Tous ceux qui ont fréquenté un tant soit peu le Moyen-Orient ont pu
observer la douce manie des belligérants arabes de s’abriter derrière
les populations civiles, de poster des troupes, d’installer des
batteries d’artillerie ou des lance-missiles à l’intérieur de bâtiments
publics. Les écoles ou les hôpitaux constituent en ce domaine des
terrains de prédilection. Le résultat est garanti dans tous les cas: ou
bien l’ennemi, pour des raisons humanitaires, s’abstient de répliquer,
ou bien, il le fait et dès lors la propagande peut s’en donner à cœur
joie en dénonçant le massacre «d’innocentes populations civiles». Les
Israéliens protègent leur population civile des tirs de katiouchas et
autres missiles en construisant de véritables abris; le Hezbollah
creuse très profondément dans la terre et réalise des abris bétonnés
pour abriter ses lances missiles, personne n’a entendu dire qu’il en
faisait autant pour la population libanaise. Tout au contraire, il fait
en sorte que la riposte israélienne contre ses installations, produise
le maximum de dégâts parmi les civils. Le Hezbollah et le Hamas sont
passés maîtres dans l’art d’exploiter les nombreux morts que fait la
guerre parmi les non combattants. (Les Nazis, en leur temps, ne se
privaient pas d’exploiter dans leur propagande, les dizaines de
milliers de morts civils des bombardements alliés de Dresde ou de
Hambourg.)
Tout le monde en convient, l’armée libanaise est bien incapable de
faire face à une situation aussi complexe. L’idée d’une force
d’intervention multinationale, entre Le Liban et Israël n’est pas
absurde, encore faut-il observer que si l’État Israélien lui est
favorable, si les Libanais ne demandent pas mieux, les terroristes du
Hezbollah y sont opposés; on comprend pourquoi, car pour être efficace
cette force doit être le bras armé de l’application stricte de la
résolution 1559 de l’ONU qui prévoit le désarmement du Hezbollah. Cette
force d’intervention internationale ne doit en rien ressembler à la
FINUL, condamnée à faire de la figuration et à servir de boucliers aux
lanceurs de roquettes. C’est une véritable gendarmerie internationale
qu’il convient de créer, (le GIGI, Groupement d’intervention de la
Gendarmerie internationale) Cette force doit avoir le nombre pour elle,
au moins vingt et sans doute trente mille hommes sont nécessaires, elle
doit disposer de la puissance de feu nécessaire, afin de réduire les
irréductibles, être munie d’instructions claires et précises avec
notamment l’initiative du feu: tout individu, en dehors de la police et
de l’armée libanaise, pris les armes à la main, doit être traité en
conséquence. Autant dire, qu’il faudra encore beaucoup de patience pour
mettre sur pied un tel instrument.
Le jour où le monde disposera d’une «police internationale», le sang
continuera certes à couler, on peut cependant espérer qu’il coulera un
peu moins. Il faudra cependant encore un certain temps, beaucoup
d’efforts et beaucoup d’abnégation avant d’y parvenir. L’ignorance,
l’intolérance et le fanatisme ont encore de beaux jours devant eux.

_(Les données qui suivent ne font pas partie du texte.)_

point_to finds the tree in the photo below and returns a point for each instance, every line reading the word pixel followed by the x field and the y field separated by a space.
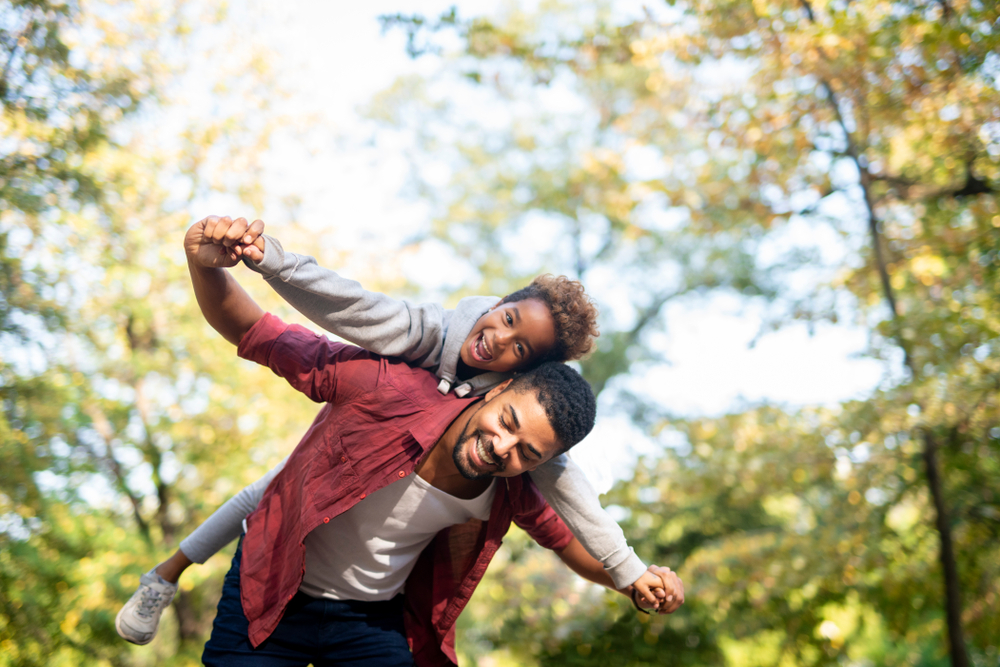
pixel 125 422
pixel 700 136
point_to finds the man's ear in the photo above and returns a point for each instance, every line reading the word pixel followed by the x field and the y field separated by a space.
pixel 497 390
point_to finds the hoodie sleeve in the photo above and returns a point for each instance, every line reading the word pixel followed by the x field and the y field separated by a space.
pixel 376 322
pixel 567 490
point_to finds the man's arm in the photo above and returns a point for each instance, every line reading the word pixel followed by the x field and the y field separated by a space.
pixel 669 589
pixel 225 305
pixel 374 321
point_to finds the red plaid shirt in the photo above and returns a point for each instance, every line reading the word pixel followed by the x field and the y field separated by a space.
pixel 380 420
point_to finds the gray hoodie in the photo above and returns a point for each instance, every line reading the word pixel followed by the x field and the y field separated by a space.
pixel 428 336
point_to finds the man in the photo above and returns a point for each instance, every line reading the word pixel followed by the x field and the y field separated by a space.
pixel 395 487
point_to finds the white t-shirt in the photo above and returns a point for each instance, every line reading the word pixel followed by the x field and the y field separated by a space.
pixel 368 551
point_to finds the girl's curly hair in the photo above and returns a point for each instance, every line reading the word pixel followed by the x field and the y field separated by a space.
pixel 573 312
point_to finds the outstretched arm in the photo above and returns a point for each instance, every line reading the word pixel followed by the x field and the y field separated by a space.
pixel 225 305
pixel 374 321
pixel 665 585
pixel 567 490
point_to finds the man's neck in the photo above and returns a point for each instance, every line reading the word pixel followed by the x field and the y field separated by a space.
pixel 438 468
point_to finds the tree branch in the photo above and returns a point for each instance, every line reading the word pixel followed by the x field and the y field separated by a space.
pixel 103 428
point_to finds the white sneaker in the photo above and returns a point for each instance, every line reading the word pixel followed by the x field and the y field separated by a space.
pixel 139 618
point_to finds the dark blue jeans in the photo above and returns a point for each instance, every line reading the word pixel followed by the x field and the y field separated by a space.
pixel 312 631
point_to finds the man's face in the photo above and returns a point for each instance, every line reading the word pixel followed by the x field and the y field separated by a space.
pixel 509 434
pixel 509 336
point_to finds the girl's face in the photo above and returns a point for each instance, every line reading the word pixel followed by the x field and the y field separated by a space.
pixel 510 336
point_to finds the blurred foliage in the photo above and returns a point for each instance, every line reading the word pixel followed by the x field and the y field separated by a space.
pixel 124 423
pixel 824 159
pixel 839 160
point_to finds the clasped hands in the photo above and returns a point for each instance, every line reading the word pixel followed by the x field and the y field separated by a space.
pixel 658 588
pixel 220 241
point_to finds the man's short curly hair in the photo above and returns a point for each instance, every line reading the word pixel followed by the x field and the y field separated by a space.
pixel 573 312
pixel 566 397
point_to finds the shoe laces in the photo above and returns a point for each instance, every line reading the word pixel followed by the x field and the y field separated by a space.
pixel 149 601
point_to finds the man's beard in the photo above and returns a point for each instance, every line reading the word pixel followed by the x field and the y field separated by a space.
pixel 463 463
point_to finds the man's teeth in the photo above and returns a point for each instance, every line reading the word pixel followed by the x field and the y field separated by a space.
pixel 481 452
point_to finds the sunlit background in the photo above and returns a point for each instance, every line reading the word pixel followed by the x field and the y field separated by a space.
pixel 785 413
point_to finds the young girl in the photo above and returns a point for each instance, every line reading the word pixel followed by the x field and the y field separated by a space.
pixel 471 349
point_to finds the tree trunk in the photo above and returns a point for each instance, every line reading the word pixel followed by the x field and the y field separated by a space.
pixel 952 588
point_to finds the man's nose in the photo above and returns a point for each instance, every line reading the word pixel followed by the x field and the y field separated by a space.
pixel 503 445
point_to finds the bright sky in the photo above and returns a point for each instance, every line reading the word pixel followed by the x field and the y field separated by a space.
pixel 333 58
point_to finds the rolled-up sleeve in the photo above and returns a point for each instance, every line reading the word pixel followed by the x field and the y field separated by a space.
pixel 322 369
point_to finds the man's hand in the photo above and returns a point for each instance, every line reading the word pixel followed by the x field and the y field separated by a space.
pixel 225 305
pixel 219 242
pixel 659 588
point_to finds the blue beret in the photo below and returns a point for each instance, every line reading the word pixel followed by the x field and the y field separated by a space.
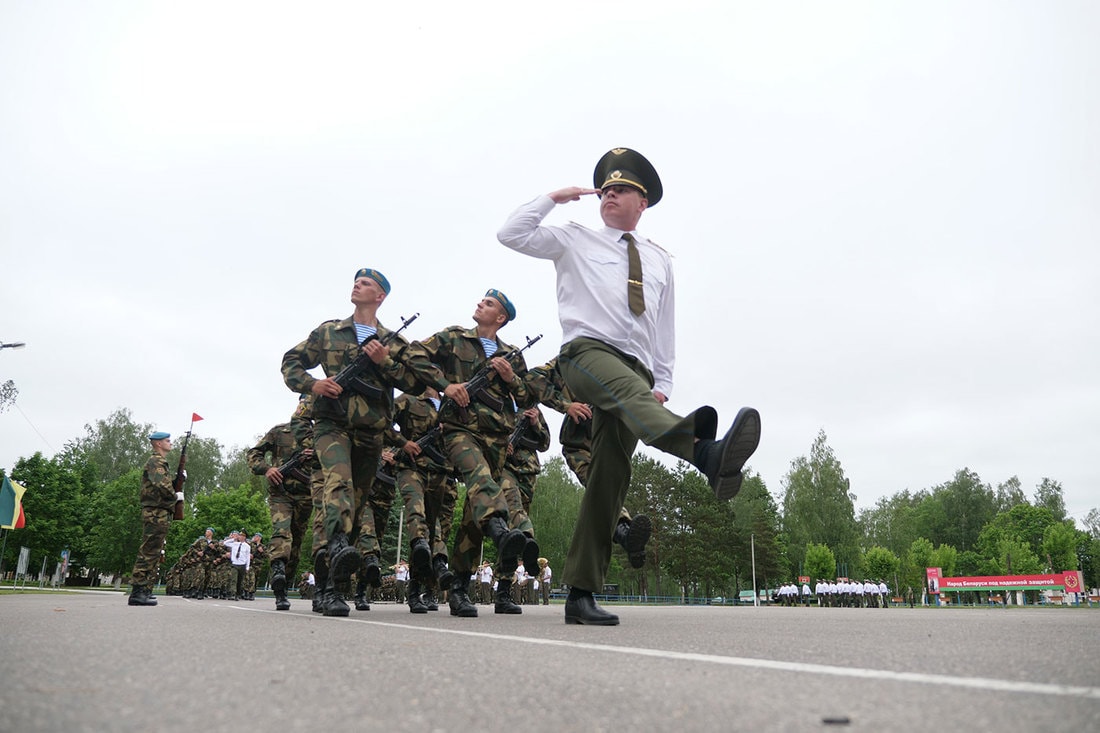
pixel 375 275
pixel 503 299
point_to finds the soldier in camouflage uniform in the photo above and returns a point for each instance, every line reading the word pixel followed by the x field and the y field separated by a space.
pixel 475 436
pixel 288 496
pixel 348 430
pixel 422 481
pixel 157 503
pixel 521 468
pixel 575 439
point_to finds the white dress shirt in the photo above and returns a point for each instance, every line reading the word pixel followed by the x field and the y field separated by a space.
pixel 592 286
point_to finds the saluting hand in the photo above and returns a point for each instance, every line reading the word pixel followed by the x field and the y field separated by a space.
pixel 571 194
pixel 579 412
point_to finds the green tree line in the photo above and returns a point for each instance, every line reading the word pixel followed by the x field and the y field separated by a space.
pixel 86 500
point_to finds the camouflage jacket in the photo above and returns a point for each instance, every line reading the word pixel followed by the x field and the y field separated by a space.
pixel 454 356
pixel 525 457
pixel 415 416
pixel 332 346
pixel 156 491
pixel 283 441
pixel 550 390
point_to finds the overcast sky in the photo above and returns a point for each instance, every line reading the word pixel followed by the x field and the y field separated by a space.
pixel 883 217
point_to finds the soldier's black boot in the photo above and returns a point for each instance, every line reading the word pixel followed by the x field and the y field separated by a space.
pixel 443 575
pixel 334 605
pixel 633 535
pixel 278 576
pixel 420 557
pixel 509 543
pixel 416 603
pixel 321 576
pixel 504 602
pixel 460 601
pixel 344 560
pixel 361 603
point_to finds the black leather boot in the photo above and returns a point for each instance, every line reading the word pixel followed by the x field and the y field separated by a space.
pixel 504 602
pixel 140 595
pixel 420 557
pixel 361 602
pixel 509 543
pixel 416 603
pixel 581 609
pixel 460 601
pixel 278 577
pixel 334 605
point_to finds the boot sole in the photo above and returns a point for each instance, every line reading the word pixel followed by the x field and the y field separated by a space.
pixel 421 560
pixel 740 442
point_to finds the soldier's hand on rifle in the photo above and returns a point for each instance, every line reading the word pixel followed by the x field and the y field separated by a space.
pixel 459 394
pixel 503 367
pixel 375 350
pixel 579 412
pixel 326 387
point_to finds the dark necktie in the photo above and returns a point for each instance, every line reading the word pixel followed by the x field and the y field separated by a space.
pixel 635 294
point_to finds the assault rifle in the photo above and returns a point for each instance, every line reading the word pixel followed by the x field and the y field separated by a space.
pixel 479 384
pixel 517 435
pixel 351 376
pixel 293 467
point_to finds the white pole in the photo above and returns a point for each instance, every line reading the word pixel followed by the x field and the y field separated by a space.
pixel 400 525
pixel 756 594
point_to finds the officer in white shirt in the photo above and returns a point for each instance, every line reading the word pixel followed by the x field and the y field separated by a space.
pixel 240 557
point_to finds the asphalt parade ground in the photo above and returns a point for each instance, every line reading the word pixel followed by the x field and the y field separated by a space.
pixel 87 662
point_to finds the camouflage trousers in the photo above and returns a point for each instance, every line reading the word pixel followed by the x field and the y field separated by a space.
pixel 381 502
pixel 422 491
pixel 578 460
pixel 349 460
pixel 289 516
pixel 480 460
pixel 518 490
pixel 154 532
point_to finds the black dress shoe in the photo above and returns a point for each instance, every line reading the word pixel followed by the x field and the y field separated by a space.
pixel 722 461
pixel 583 610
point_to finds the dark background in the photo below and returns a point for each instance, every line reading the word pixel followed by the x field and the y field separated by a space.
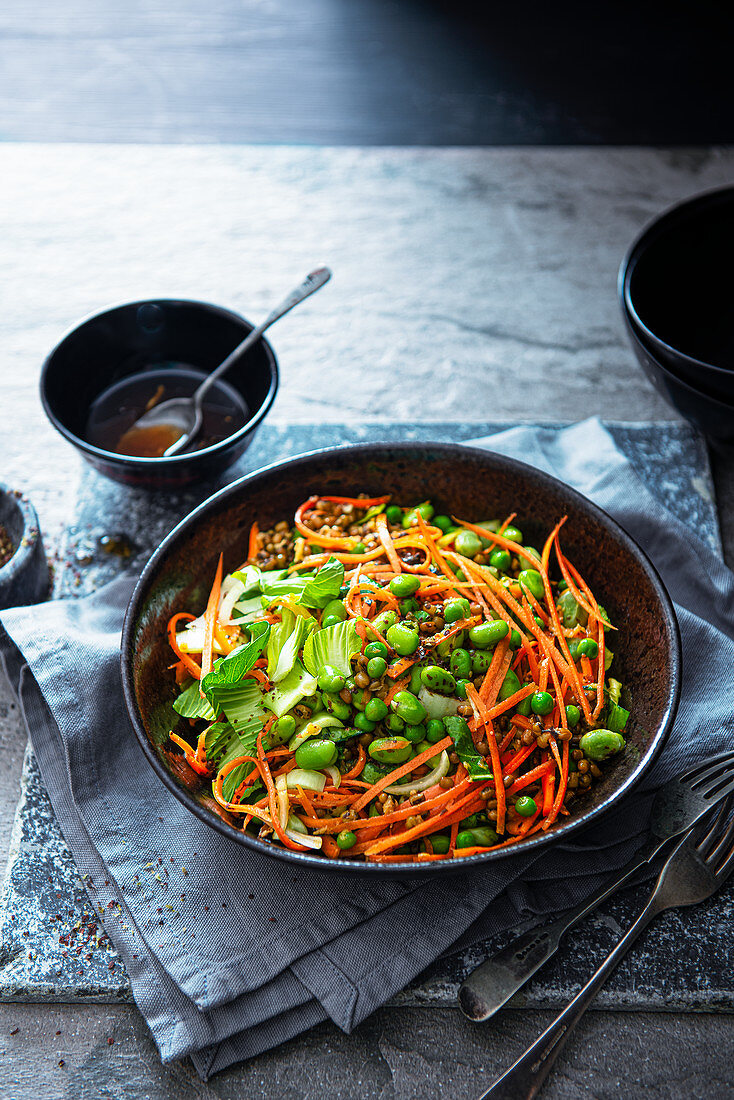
pixel 367 72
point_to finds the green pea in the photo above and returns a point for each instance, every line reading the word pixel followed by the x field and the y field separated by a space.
pixel 316 754
pixel 435 730
pixel 403 638
pixel 330 680
pixel 391 749
pixel 337 609
pixel 337 706
pixel 426 509
pixel 373 772
pixel 405 584
pixel 532 580
pixel 501 560
pixel 600 744
pixel 510 685
pixel 376 668
pixel 468 543
pixel 439 844
pixel 408 707
pixel 438 680
pixel 456 609
pixel 460 663
pixel 480 661
pixel 285 726
pixel 541 702
pixel 486 635
pixel 362 723
pixel 375 710
pixel 415 734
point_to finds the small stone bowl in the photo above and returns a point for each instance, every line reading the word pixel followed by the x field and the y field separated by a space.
pixel 24 578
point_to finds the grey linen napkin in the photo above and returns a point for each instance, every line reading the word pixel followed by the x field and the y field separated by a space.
pixel 254 953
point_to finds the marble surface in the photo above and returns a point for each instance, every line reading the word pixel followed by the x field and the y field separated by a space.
pixel 469 284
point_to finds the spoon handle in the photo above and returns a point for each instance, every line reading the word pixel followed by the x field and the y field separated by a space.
pixel 313 282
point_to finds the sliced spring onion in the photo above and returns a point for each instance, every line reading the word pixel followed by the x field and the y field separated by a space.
pixel 304 777
pixel 422 784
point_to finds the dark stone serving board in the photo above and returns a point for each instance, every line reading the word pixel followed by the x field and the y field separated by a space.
pixel 53 943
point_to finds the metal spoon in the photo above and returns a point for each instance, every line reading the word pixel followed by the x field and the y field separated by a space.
pixel 185 413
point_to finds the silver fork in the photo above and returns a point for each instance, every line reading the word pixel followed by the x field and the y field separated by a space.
pixel 678 805
pixel 698 867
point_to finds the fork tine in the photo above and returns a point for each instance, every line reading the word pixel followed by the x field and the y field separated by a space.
pixel 703 767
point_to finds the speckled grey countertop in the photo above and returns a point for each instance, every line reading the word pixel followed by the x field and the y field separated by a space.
pixel 469 285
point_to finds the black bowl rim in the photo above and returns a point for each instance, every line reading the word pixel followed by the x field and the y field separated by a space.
pixel 450 450
pixel 175 460
pixel 666 372
pixel 652 231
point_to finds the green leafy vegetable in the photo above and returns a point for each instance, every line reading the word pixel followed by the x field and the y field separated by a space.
pixel 284 695
pixel 467 751
pixel 333 645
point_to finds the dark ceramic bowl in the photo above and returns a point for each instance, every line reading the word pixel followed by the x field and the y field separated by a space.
pixel 122 341
pixel 676 286
pixel 470 483
pixel 24 578
pixel 711 416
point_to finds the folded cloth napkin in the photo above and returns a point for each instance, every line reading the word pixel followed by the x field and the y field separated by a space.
pixel 254 953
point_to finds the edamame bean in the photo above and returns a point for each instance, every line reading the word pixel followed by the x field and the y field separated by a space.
pixel 486 635
pixel 390 749
pixel 438 680
pixel 376 668
pixel 456 609
pixel 405 584
pixel 375 710
pixel 408 707
pixel 600 744
pixel 532 580
pixel 510 685
pixel 435 730
pixel 330 680
pixel 468 543
pixel 316 754
pixel 460 663
pixel 403 638
pixel 541 702
pixel 362 723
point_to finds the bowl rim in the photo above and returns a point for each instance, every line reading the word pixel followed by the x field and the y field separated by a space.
pixel 175 460
pixel 667 373
pixel 654 229
pixel 212 505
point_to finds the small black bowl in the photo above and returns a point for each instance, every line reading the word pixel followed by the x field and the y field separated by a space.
pixel 142 336
pixel 676 288
pixel 711 416
pixel 24 576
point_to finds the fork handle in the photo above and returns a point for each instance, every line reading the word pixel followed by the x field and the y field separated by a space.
pixel 524 1079
pixel 492 983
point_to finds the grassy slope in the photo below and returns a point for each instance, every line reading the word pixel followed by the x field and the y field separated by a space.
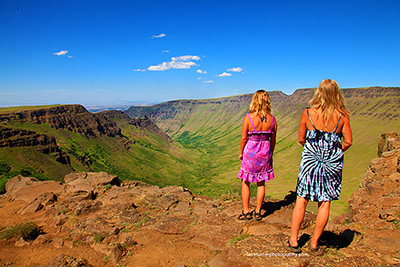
pixel 150 157
pixel 214 126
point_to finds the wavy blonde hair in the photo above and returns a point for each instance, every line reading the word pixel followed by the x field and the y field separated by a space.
pixel 261 104
pixel 328 98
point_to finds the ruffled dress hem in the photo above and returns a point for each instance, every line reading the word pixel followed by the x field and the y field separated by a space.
pixel 315 198
pixel 256 177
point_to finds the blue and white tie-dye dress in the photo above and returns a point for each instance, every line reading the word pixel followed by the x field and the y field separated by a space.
pixel 320 175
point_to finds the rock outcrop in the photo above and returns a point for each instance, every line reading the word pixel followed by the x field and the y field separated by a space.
pixel 377 201
pixel 95 219
pixel 10 137
pixel 74 118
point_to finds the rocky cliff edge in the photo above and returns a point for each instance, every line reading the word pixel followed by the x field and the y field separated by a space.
pixel 95 219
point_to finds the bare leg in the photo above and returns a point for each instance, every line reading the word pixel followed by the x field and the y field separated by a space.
pixel 245 195
pixel 260 195
pixel 297 219
pixel 320 223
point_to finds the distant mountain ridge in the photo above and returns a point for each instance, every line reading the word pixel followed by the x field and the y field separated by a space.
pixel 213 126
pixel 50 141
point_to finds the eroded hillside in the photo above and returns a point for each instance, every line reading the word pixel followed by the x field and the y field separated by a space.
pixel 95 219
pixel 213 127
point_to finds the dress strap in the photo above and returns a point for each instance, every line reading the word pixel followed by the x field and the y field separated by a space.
pixel 337 125
pixel 272 123
pixel 311 120
pixel 252 123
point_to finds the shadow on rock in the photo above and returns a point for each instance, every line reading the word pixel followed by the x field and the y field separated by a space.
pixel 338 241
pixel 270 207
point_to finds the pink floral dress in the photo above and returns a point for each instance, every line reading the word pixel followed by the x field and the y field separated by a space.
pixel 257 156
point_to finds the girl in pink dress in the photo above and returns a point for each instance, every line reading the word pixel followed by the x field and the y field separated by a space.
pixel 256 149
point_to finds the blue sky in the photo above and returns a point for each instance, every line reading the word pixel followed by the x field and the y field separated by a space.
pixel 115 52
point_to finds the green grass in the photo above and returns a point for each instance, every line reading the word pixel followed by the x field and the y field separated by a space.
pixel 28 231
pixel 23 108
pixel 213 129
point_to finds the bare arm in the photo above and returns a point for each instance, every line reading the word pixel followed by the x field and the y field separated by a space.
pixel 303 128
pixel 347 135
pixel 273 137
pixel 244 138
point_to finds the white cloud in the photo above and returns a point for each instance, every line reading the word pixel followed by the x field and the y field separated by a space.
pixel 185 58
pixel 61 53
pixel 159 36
pixel 238 69
pixel 182 62
pixel 224 74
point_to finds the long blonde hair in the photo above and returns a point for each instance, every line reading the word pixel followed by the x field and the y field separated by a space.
pixel 328 98
pixel 261 104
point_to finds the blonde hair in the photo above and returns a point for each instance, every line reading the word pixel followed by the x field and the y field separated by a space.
pixel 261 104
pixel 328 98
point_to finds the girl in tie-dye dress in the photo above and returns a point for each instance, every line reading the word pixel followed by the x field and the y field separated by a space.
pixel 320 177
pixel 257 146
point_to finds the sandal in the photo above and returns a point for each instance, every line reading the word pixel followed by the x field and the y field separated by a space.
pixel 315 251
pixel 245 216
pixel 257 216
pixel 289 247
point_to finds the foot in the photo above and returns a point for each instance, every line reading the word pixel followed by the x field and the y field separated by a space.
pixel 318 251
pixel 257 216
pixel 245 216
pixel 294 249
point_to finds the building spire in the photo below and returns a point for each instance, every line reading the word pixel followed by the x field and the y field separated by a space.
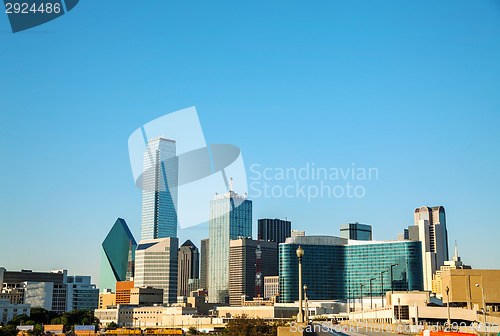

« Il y a de grandes flaques de sang sur le monde
où s’en va-t-il tout ce sang répandu
...................................................................
la terre qui tourne et qui tourne
avec ses grands ruisseaux de sang (2). »
L’homme est ainsi fait qu’il prend plaisir à faire couler le sang d’un
autre homme, parce que justement il est «autre», ce qui suffit pour le
qualifier d’«ennemi».
Jacques Piétri Pour LibertyVox
Notes :
1) Je faisais déjà ce constat, il y a vingt ans, lorsque je
dirigeais la mission franco-libanaise pour la Région Métropolitaine de
Beyrouth.
2) Chanson dans le sang, Jacques Prévert.